“It is a socialist idea that making profits is a vice. 

I consider the real vice is making losses” – Winston S Churchill

 

 

 

New Zealand remains at or near the bottom of the OECD profit league tables, a position we have occupied for forty years. Current scorecard from Armillary Private Capital (here), using a Return on Capital Employed method of aggregation, shows our 2017 ROCE flat-lining at 7%, while USA is 14%, Australia 11%, and Europe 9%. Our Productivity Commission weeps at our weak productivity, which is its more inclusive term for profitability. Dreams of catching Australia in any per capita measure of income, productivity or profit are long gone.

Nor is the weak profitability of our firms because our workforce is enjoying a disproportionate share of business revenues. To the contrary – our employees are as poorly rewarded as our shareholders. Only through the increasing levels of Family Support subsidy can a working family make ends meet, even on a skilled wage. In fact, we have to thank our workforce for most of the recent growth in GDP, which has been derived from more hours worked by more people rather than any innovation or strategy by management.

The Productivity Commission chair, Dr Murray Sherwin, speaks here of their uncertainty at the root causes of our poor profitability, but lists key impediments in our circumstances, including: –

  • A remarkably weak connection with international trends, technologies, global value chains, efficiency gains and market clusters. We are missing out on the stunning growth in intermediate goods and services trade. We are not in the conversation of ideas.
  • Low capital formation and weak investment in high tech equipment, which can redress the current labour / capital imbalance. Untaxed capital gains tilt investment towards property.
  • Lacklustre big firms, drawing particular aim at co-operatives and SOEs (risk averse, xenophobic and capital poor) and branch corporates like banks (whose mandate is confined to NZ).

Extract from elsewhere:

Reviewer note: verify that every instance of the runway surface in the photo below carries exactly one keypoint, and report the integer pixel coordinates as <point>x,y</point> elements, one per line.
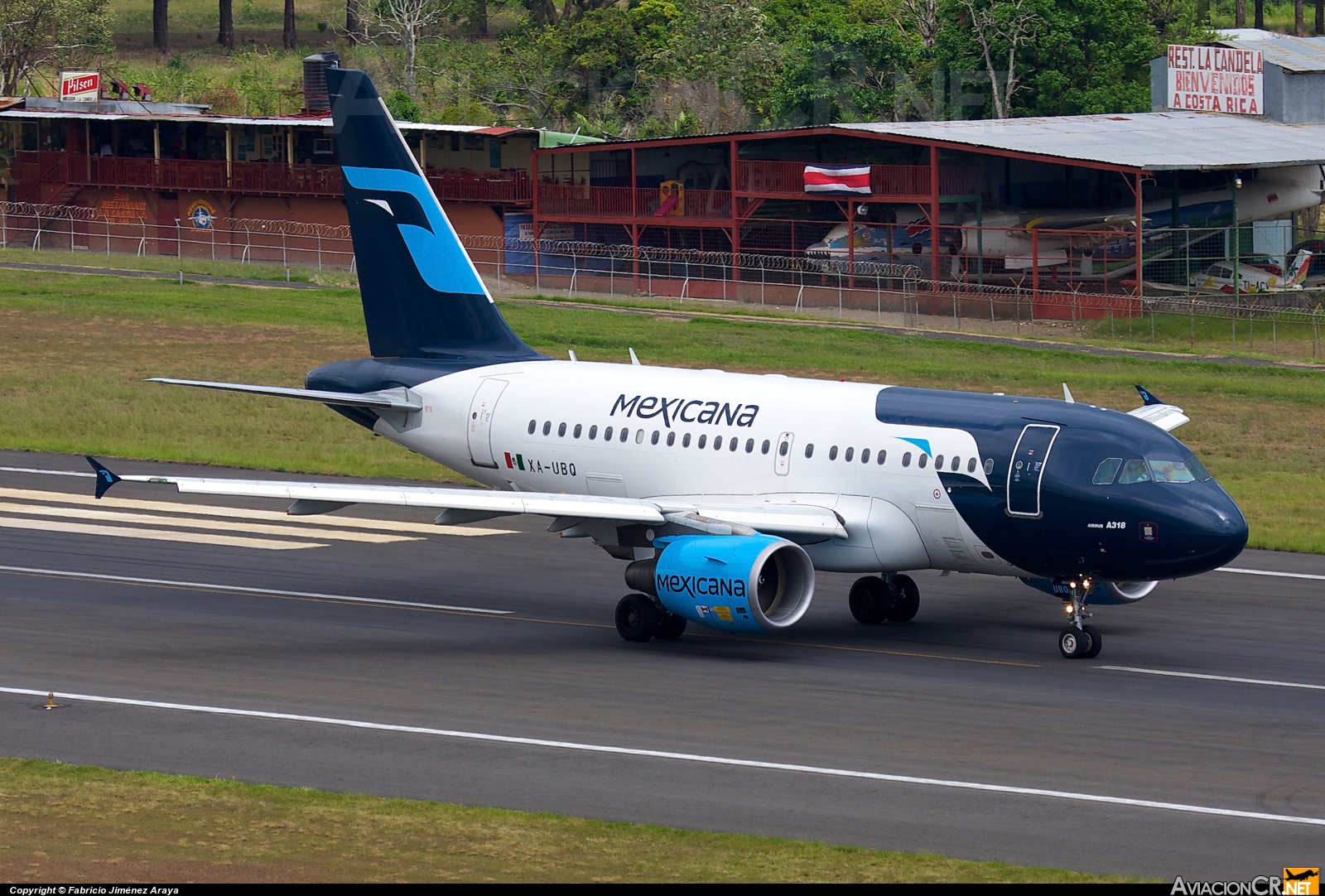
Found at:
<point>369,651</point>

To these I would add examples of further drags on productivity such as: –

  • Bad investment decisions throughout the economy – from giant companies like Fletcher Building and Fonterra through to a public gulled into a misleading IPO prospectus.
  • Weak regulators – in failing to protect the country’s biosecurity, building weathertightness, financial markets or competitive commerce.
  • Excessive costs – of road construction, building materials, resource compliance.
  • Short-sighted, uncoordinated and stupid planning – of cities, infrastructure, transport, ports, housing, energy, skills.
  • Wasted public funds – on duplicated provincial services (health), moribund activities (rail), vote bribes (free university) and Coalition “pork”.

As a nation, we undervalue the need for prudent management and maintenance of our good fortune, built on the back of kind climate and hard work. We are lovably complacent. “She’ll Be Right” is as powerful now as it always was. However poor incomes have massive repercussions on the viability of our “First World” public services – education, health, welfare and transport infrastructure require a First World tax take.

Perhaps higher productivity is important after all?